I took some rainy Sunday afternoon time to have a closer look at LibBF as alternative for LibGMP. Summarizing the potential benefits:
- Cleaner embedding interface can simplify and speedup the binding to Prolog
- Uniform data representation for big integers, floats and decimal floats means we need to do the tricky work for converting the data structures to/from Prolog only once.
- Provides arbitrary precision as well as decimal floats.
- Claims correct rounding with many stateless rounding modes.
- Small
- Simple plain C code
- MIT license. Together with small, this means there is no reason anymore to make bignum support a build-time option.

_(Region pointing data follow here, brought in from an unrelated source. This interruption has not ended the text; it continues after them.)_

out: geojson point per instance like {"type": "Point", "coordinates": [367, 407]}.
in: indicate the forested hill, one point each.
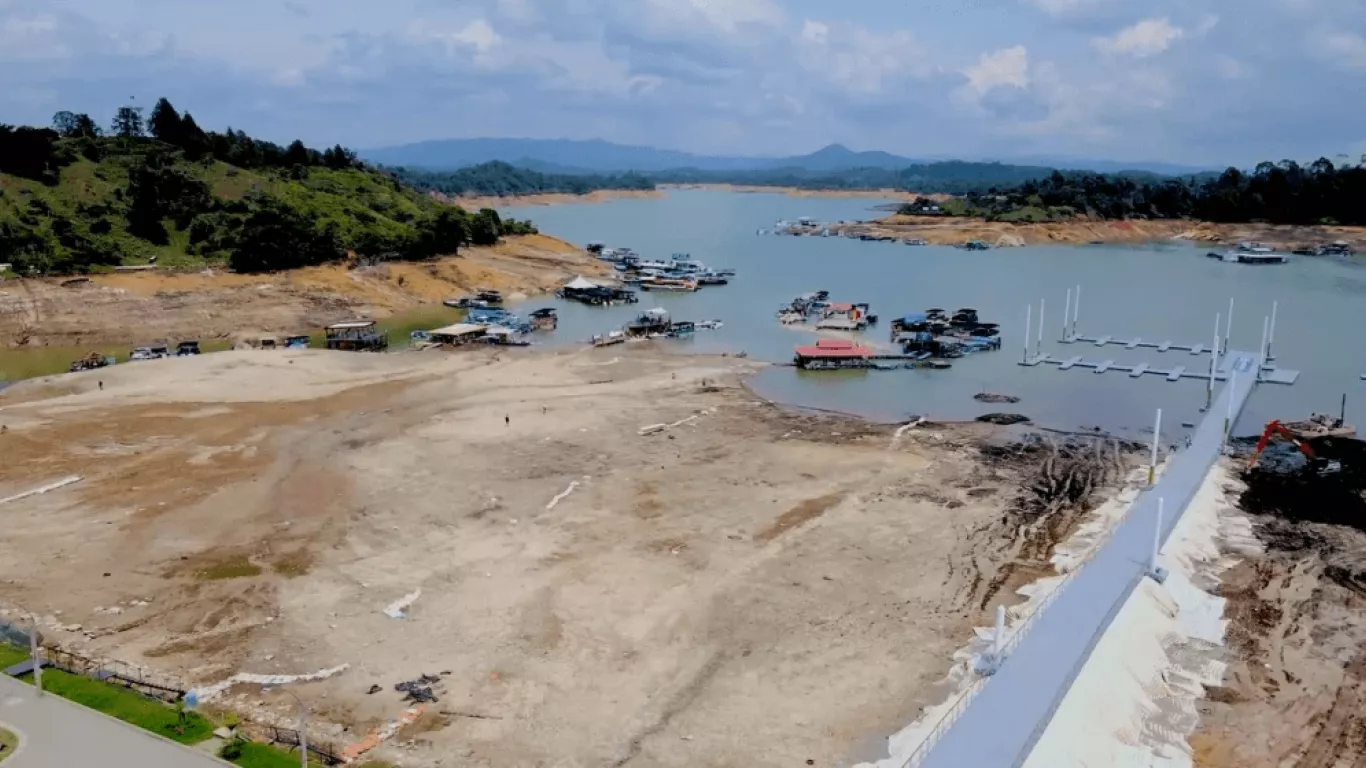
{"type": "Point", "coordinates": [1283, 193]}
{"type": "Point", "coordinates": [161, 190]}
{"type": "Point", "coordinates": [503, 179]}
{"type": "Point", "coordinates": [950, 176]}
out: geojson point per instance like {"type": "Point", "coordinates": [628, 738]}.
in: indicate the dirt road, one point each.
{"type": "Point", "coordinates": [1295, 690]}
{"type": "Point", "coordinates": [623, 556]}
{"type": "Point", "coordinates": [943, 230]}
{"type": "Point", "coordinates": [141, 308]}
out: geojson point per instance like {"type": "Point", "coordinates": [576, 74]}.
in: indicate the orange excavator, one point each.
{"type": "Point", "coordinates": [1276, 429]}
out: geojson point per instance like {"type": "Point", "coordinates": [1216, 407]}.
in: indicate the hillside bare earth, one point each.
{"type": "Point", "coordinates": [135, 308]}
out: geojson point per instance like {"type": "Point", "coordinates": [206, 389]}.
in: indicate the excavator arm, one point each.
{"type": "Point", "coordinates": [1273, 429]}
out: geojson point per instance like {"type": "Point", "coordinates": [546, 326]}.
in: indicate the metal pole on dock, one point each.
{"type": "Point", "coordinates": [1157, 539]}
{"type": "Point", "coordinates": [1157, 435]}
{"type": "Point", "coordinates": [1228, 331]}
{"type": "Point", "coordinates": [1261, 351]}
{"type": "Point", "coordinates": [1077, 308]}
{"type": "Point", "coordinates": [1271, 335]}
{"type": "Point", "coordinates": [1228, 417]}
{"type": "Point", "coordinates": [1038, 346]}
{"type": "Point", "coordinates": [999, 641]}
{"type": "Point", "coordinates": [1213, 366]}
{"type": "Point", "coordinates": [1067, 312]}
{"type": "Point", "coordinates": [34, 653]}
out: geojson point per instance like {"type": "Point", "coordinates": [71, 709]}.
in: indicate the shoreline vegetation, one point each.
{"type": "Point", "coordinates": [77, 198]}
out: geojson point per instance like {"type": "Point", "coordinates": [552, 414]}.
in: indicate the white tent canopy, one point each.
{"type": "Point", "coordinates": [581, 283]}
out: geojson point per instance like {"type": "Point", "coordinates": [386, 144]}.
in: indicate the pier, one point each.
{"type": "Point", "coordinates": [1266, 373]}
{"type": "Point", "coordinates": [1001, 718]}
{"type": "Point", "coordinates": [1001, 715]}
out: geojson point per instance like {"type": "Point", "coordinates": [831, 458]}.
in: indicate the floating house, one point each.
{"type": "Point", "coordinates": [589, 293]}
{"type": "Point", "coordinates": [545, 319]}
{"type": "Point", "coordinates": [832, 350]}
{"type": "Point", "coordinates": [458, 334]}
{"type": "Point", "coordinates": [357, 335]}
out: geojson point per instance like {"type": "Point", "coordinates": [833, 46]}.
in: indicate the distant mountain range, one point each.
{"type": "Point", "coordinates": [596, 156]}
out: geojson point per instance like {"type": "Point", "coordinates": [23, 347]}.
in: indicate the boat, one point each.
{"type": "Point", "coordinates": [652, 321]}
{"type": "Point", "coordinates": [612, 338]}
{"type": "Point", "coordinates": [153, 351]}
{"type": "Point", "coordinates": [1247, 257]}
{"type": "Point", "coordinates": [1321, 425]}
{"type": "Point", "coordinates": [683, 284]}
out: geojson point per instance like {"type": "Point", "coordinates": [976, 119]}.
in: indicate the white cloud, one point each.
{"type": "Point", "coordinates": [1145, 38]}
{"type": "Point", "coordinates": [478, 34]}
{"type": "Point", "coordinates": [724, 15]}
{"type": "Point", "coordinates": [32, 38]}
{"type": "Point", "coordinates": [1344, 48]}
{"type": "Point", "coordinates": [816, 32]}
{"type": "Point", "coordinates": [1004, 67]}
{"type": "Point", "coordinates": [1059, 7]}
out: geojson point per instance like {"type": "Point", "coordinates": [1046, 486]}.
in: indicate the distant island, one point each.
{"type": "Point", "coordinates": [77, 197]}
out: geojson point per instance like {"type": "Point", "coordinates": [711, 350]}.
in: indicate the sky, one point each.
{"type": "Point", "coordinates": [1205, 82]}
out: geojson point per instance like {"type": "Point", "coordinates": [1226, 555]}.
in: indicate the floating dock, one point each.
{"type": "Point", "coordinates": [1269, 373]}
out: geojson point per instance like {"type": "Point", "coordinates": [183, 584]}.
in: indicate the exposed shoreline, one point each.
{"type": "Point", "coordinates": [944, 230]}
{"type": "Point", "coordinates": [138, 308]}
{"type": "Point", "coordinates": [474, 202]}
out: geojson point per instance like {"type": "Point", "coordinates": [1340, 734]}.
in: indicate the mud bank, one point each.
{"type": "Point", "coordinates": [1294, 693]}
{"type": "Point", "coordinates": [138, 308]}
{"type": "Point", "coordinates": [941, 230]}
{"type": "Point", "coordinates": [476, 202]}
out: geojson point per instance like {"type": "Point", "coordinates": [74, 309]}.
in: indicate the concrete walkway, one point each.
{"type": "Point", "coordinates": [55, 733]}
{"type": "Point", "coordinates": [1001, 724]}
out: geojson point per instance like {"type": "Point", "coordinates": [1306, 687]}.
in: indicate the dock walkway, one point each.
{"type": "Point", "coordinates": [999, 727]}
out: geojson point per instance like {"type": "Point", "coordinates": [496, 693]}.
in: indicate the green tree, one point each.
{"type": "Point", "coordinates": [193, 140]}
{"type": "Point", "coordinates": [64, 123]}
{"type": "Point", "coordinates": [485, 227]}
{"type": "Point", "coordinates": [277, 237]}
{"type": "Point", "coordinates": [297, 155]}
{"type": "Point", "coordinates": [127, 122]}
{"type": "Point", "coordinates": [85, 127]}
{"type": "Point", "coordinates": [165, 123]}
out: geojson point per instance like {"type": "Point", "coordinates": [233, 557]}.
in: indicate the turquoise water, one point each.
{"type": "Point", "coordinates": [1160, 293]}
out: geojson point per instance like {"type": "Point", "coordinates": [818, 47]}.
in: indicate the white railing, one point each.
{"type": "Point", "coordinates": [1011, 642]}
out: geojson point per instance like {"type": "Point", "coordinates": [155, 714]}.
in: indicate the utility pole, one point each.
{"type": "Point", "coordinates": [36, 653]}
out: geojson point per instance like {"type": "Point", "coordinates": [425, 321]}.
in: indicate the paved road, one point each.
{"type": "Point", "coordinates": [59, 734]}
{"type": "Point", "coordinates": [1000, 726]}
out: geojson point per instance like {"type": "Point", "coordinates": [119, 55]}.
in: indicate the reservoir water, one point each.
{"type": "Point", "coordinates": [1161, 293]}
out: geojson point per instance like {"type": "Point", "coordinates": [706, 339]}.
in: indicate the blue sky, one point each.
{"type": "Point", "coordinates": [1193, 81]}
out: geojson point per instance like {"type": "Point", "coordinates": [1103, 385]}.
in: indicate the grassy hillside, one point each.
{"type": "Point", "coordinates": [77, 201]}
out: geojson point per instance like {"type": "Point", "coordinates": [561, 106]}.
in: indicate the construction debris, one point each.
{"type": "Point", "coordinates": [995, 398]}
{"type": "Point", "coordinates": [216, 689]}
{"type": "Point", "coordinates": [62, 483]}
{"type": "Point", "coordinates": [1003, 418]}
{"type": "Point", "coordinates": [418, 690]}
{"type": "Point", "coordinates": [399, 608]}
{"type": "Point", "coordinates": [562, 495]}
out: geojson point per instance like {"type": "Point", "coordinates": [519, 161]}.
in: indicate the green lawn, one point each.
{"type": "Point", "coordinates": [126, 705]}
{"type": "Point", "coordinates": [8, 742]}
{"type": "Point", "coordinates": [265, 756]}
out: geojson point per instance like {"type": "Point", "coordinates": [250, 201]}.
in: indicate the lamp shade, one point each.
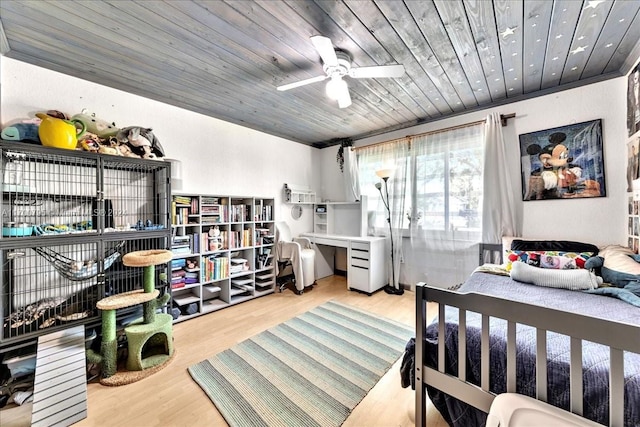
{"type": "Point", "coordinates": [385, 173]}
{"type": "Point", "coordinates": [336, 87]}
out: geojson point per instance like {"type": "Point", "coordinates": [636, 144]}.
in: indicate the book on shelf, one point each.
{"type": "Point", "coordinates": [178, 263]}
{"type": "Point", "coordinates": [207, 200]}
{"type": "Point", "coordinates": [181, 250]}
{"type": "Point", "coordinates": [182, 200]}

- Written by Fabrice Bellard. Find his name, he has quite a track record
There are also some problems
- Not as widespread as libGMP. That may imply maintenance problems. On the other hand, the code is plain C and C as well as math principles are a rock solid basis.
- Lacks quite a few functions, notably rationals.
- Slower than LibGMP.
I wanted to understand the options, so I’ve written a partial LibGMP emulation using LibBF. You can find that in a branch libbf
of swipl-devel.git.
So far, the status is:
- Identified the 92 functions we use from LibGMP and put them in
bf_gmp.h
- Implemented 52 of them. Except for 3, all are short inline functions
- Implemented exchange to the Prolog stacks and recorded database (used for toplevel variable reuse).

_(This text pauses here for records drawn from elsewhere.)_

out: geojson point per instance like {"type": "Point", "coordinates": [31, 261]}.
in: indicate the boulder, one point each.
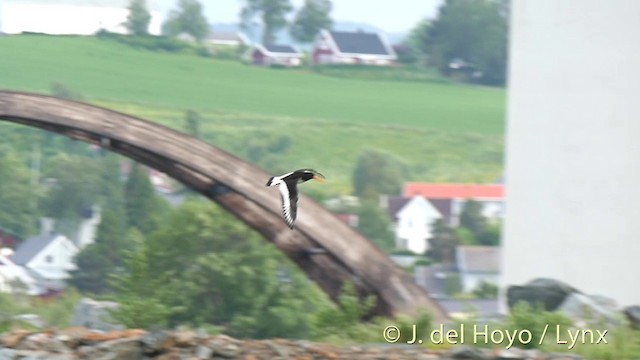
{"type": "Point", "coordinates": [589, 309]}
{"type": "Point", "coordinates": [95, 315]}
{"type": "Point", "coordinates": [633, 314]}
{"type": "Point", "coordinates": [549, 293]}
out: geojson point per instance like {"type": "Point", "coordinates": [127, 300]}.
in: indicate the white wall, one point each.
{"type": "Point", "coordinates": [471, 280]}
{"type": "Point", "coordinates": [573, 146]}
{"type": "Point", "coordinates": [64, 19]}
{"type": "Point", "coordinates": [414, 224]}
{"type": "Point", "coordinates": [61, 252]}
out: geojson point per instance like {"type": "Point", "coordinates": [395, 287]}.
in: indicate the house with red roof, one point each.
{"type": "Point", "coordinates": [279, 55]}
{"type": "Point", "coordinates": [453, 196]}
{"type": "Point", "coordinates": [341, 47]}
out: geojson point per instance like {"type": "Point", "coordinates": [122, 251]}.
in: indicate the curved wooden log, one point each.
{"type": "Point", "coordinates": [239, 187]}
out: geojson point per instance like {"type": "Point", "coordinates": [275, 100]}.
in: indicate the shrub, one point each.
{"type": "Point", "coordinates": [62, 91]}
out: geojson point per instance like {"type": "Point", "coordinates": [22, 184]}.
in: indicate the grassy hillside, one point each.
{"type": "Point", "coordinates": [443, 131]}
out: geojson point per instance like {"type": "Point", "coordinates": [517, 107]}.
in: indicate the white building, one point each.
{"type": "Point", "coordinates": [70, 17]}
{"type": "Point", "coordinates": [573, 146]}
{"type": "Point", "coordinates": [451, 197]}
{"type": "Point", "coordinates": [14, 277]}
{"type": "Point", "coordinates": [412, 219]}
{"type": "Point", "coordinates": [478, 264]}
{"type": "Point", "coordinates": [48, 259]}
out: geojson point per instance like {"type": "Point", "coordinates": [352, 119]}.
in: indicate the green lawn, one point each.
{"type": "Point", "coordinates": [445, 132]}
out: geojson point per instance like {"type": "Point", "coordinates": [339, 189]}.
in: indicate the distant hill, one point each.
{"type": "Point", "coordinates": [277, 118]}
{"type": "Point", "coordinates": [284, 37]}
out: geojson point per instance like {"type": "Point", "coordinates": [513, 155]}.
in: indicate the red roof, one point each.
{"type": "Point", "coordinates": [455, 191]}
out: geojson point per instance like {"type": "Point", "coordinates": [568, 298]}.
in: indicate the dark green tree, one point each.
{"type": "Point", "coordinates": [442, 243]}
{"type": "Point", "coordinates": [417, 41]}
{"type": "Point", "coordinates": [473, 31]}
{"type": "Point", "coordinates": [377, 173]}
{"type": "Point", "coordinates": [144, 208]}
{"type": "Point", "coordinates": [272, 14]}
{"type": "Point", "coordinates": [482, 231]}
{"type": "Point", "coordinates": [18, 195]}
{"type": "Point", "coordinates": [214, 270]}
{"type": "Point", "coordinates": [138, 19]}
{"type": "Point", "coordinates": [112, 184]}
{"type": "Point", "coordinates": [97, 261]}
{"type": "Point", "coordinates": [471, 218]}
{"type": "Point", "coordinates": [486, 290]}
{"type": "Point", "coordinates": [192, 123]}
{"type": "Point", "coordinates": [310, 19]}
{"type": "Point", "coordinates": [375, 225]}
{"type": "Point", "coordinates": [76, 187]}
{"type": "Point", "coordinates": [189, 19]}
{"type": "Point", "coordinates": [139, 293]}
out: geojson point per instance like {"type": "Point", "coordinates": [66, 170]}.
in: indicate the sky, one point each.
{"type": "Point", "coordinates": [391, 16]}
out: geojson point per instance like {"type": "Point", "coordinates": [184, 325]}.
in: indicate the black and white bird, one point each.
{"type": "Point", "coordinates": [287, 185]}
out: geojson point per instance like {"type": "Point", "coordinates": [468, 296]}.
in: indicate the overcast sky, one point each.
{"type": "Point", "coordinates": [392, 16]}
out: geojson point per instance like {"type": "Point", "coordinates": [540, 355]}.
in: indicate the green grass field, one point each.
{"type": "Point", "coordinates": [443, 131]}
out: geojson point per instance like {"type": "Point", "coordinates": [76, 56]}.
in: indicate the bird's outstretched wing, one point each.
{"type": "Point", "coordinates": [289, 196]}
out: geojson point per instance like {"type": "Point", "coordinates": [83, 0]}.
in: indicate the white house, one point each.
{"type": "Point", "coordinates": [70, 17]}
{"type": "Point", "coordinates": [412, 219]}
{"type": "Point", "coordinates": [572, 146]}
{"type": "Point", "coordinates": [491, 196]}
{"type": "Point", "coordinates": [477, 264]}
{"type": "Point", "coordinates": [341, 47]}
{"type": "Point", "coordinates": [14, 277]}
{"type": "Point", "coordinates": [227, 38]}
{"type": "Point", "coordinates": [48, 258]}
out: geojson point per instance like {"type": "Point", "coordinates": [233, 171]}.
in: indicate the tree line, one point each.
{"type": "Point", "coordinates": [466, 41]}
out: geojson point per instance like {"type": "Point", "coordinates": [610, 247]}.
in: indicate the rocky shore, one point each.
{"type": "Point", "coordinates": [80, 343]}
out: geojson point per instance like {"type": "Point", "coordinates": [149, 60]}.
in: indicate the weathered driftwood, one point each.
{"type": "Point", "coordinates": [239, 187]}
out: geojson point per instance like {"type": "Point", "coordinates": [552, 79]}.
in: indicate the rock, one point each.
{"type": "Point", "coordinates": [155, 342]}
{"type": "Point", "coordinates": [32, 320]}
{"type": "Point", "coordinates": [633, 314]}
{"type": "Point", "coordinates": [225, 346]}
{"type": "Point", "coordinates": [548, 292]}
{"type": "Point", "coordinates": [203, 352]}
{"type": "Point", "coordinates": [95, 315]}
{"type": "Point", "coordinates": [13, 338]}
{"type": "Point", "coordinates": [561, 356]}
{"type": "Point", "coordinates": [587, 309]}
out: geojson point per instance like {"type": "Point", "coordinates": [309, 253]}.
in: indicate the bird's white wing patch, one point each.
{"type": "Point", "coordinates": [286, 203]}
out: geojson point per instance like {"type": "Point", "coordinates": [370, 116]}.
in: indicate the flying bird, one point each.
{"type": "Point", "coordinates": [287, 185]}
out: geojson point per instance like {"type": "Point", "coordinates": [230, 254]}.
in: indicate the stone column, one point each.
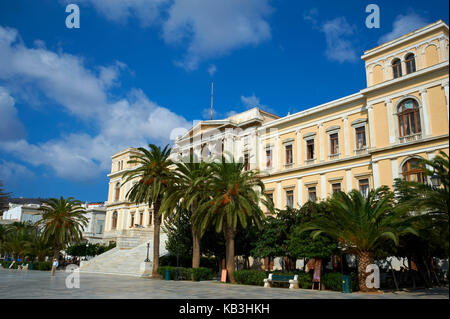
{"type": "Point", "coordinates": [299, 147]}
{"type": "Point", "coordinates": [323, 187]}
{"type": "Point", "coordinates": [390, 120]}
{"type": "Point", "coordinates": [299, 192]}
{"type": "Point", "coordinates": [376, 175]}
{"type": "Point", "coordinates": [279, 195]}
{"type": "Point", "coordinates": [346, 141]}
{"type": "Point", "coordinates": [445, 86]}
{"type": "Point", "coordinates": [321, 142]}
{"type": "Point", "coordinates": [426, 119]}
{"type": "Point", "coordinates": [371, 126]}
{"type": "Point", "coordinates": [394, 167]}
{"type": "Point", "coordinates": [276, 157]}
{"type": "Point", "coordinates": [348, 180]}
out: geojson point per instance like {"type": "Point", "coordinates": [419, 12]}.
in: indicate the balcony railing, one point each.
{"type": "Point", "coordinates": [332, 157]}
{"type": "Point", "coordinates": [410, 138]}
{"type": "Point", "coordinates": [360, 151]}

The basic big integer (+,-,*,/,^) stuff runs. Whenever you touch a function that is not implemented it will tell you (and often crash). Findings:
- Full emulation seems not very hard. Quite a few of the 40 remaining functions are simple one-liners, some require some work. I wouldn’t expect completing the emulation to take more than a week.
- Performance of ^ is poor. Seems it is using the general approach for floats here (LibBF is primarily a floating point library). Seems there are integer related functions in the non-public part of the library. Otherwise it is not too hard to write.

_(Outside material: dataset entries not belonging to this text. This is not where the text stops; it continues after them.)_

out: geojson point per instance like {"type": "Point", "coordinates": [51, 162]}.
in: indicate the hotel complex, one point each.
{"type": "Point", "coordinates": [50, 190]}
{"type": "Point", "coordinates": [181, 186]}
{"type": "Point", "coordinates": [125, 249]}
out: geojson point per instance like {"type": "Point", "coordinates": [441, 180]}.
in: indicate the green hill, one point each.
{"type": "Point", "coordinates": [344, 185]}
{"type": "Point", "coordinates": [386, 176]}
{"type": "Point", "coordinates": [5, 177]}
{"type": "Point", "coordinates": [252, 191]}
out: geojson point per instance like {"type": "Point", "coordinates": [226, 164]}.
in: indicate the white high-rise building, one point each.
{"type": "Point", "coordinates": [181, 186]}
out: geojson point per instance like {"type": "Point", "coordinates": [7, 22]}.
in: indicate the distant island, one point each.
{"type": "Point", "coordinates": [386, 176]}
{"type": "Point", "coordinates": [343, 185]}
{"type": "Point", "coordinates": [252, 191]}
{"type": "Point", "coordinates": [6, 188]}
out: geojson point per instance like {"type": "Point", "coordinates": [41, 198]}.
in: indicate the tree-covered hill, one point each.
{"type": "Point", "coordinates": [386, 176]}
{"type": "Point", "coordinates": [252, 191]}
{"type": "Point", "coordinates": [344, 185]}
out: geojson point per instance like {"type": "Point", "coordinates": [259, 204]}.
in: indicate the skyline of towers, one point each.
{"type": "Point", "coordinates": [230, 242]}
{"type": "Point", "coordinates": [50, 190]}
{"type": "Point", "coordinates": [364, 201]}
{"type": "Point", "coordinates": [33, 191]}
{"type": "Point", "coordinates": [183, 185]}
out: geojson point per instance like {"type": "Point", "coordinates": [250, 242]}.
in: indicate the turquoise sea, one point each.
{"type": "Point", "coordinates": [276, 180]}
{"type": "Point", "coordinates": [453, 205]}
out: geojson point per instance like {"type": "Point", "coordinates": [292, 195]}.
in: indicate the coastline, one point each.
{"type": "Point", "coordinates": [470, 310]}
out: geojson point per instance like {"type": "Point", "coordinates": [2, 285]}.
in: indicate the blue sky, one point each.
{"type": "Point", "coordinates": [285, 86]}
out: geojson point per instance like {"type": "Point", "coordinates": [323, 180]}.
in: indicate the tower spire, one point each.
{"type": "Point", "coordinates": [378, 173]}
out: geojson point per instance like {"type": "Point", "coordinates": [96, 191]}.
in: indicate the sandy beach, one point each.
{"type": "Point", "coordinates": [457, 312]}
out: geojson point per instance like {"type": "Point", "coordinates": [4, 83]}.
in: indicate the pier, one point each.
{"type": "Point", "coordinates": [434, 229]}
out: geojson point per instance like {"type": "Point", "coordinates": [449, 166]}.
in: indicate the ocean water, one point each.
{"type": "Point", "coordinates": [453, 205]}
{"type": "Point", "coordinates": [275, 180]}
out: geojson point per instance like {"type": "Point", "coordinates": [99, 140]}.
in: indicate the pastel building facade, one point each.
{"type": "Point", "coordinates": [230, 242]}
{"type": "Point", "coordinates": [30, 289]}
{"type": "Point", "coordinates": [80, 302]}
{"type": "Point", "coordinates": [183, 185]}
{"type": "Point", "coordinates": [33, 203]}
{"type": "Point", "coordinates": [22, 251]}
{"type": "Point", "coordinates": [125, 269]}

- LibBF only stores the bits between lsb and msb. That means it can deal more efficiently with bitmaps than LibGMP. It lacks most functions to do so, but these are easy to implement.
- Performance of basic bigint +,-,*,/ is about twice as slow as LibGMP. As the core distribution indicates, one can gain about 40% on Intel/AMD using some platform dependent optimization flags. If we could leverage the better API we are likely to win on bigints of just a few limbs.
A possible line to continue is
- Complete the emulation. This would setup the system to (probably by default) use LibBF and as a build option use LibGMP. The result would be somewhat slower, but actually realizing permissive licensing for the complete system. Right now, anyone who cannot handle the LGPL license need to drop big integers.
- Abstract several of the operations we need and implement them independently on LibGMP and LibBF to based them on the optimal combination of primitives.
- Abstract the interface such that we can actually profit from LibBF’s better embedding interface. As we are now emulating LibGMP’s
void
functions, use a complicated setjpm/longjmp and allocation wrapper we cannot profit.
After that we could consider if/how to support arbitrary precision and/or decimal floats.
Comments? Volunteers? Commercial support to make this happen?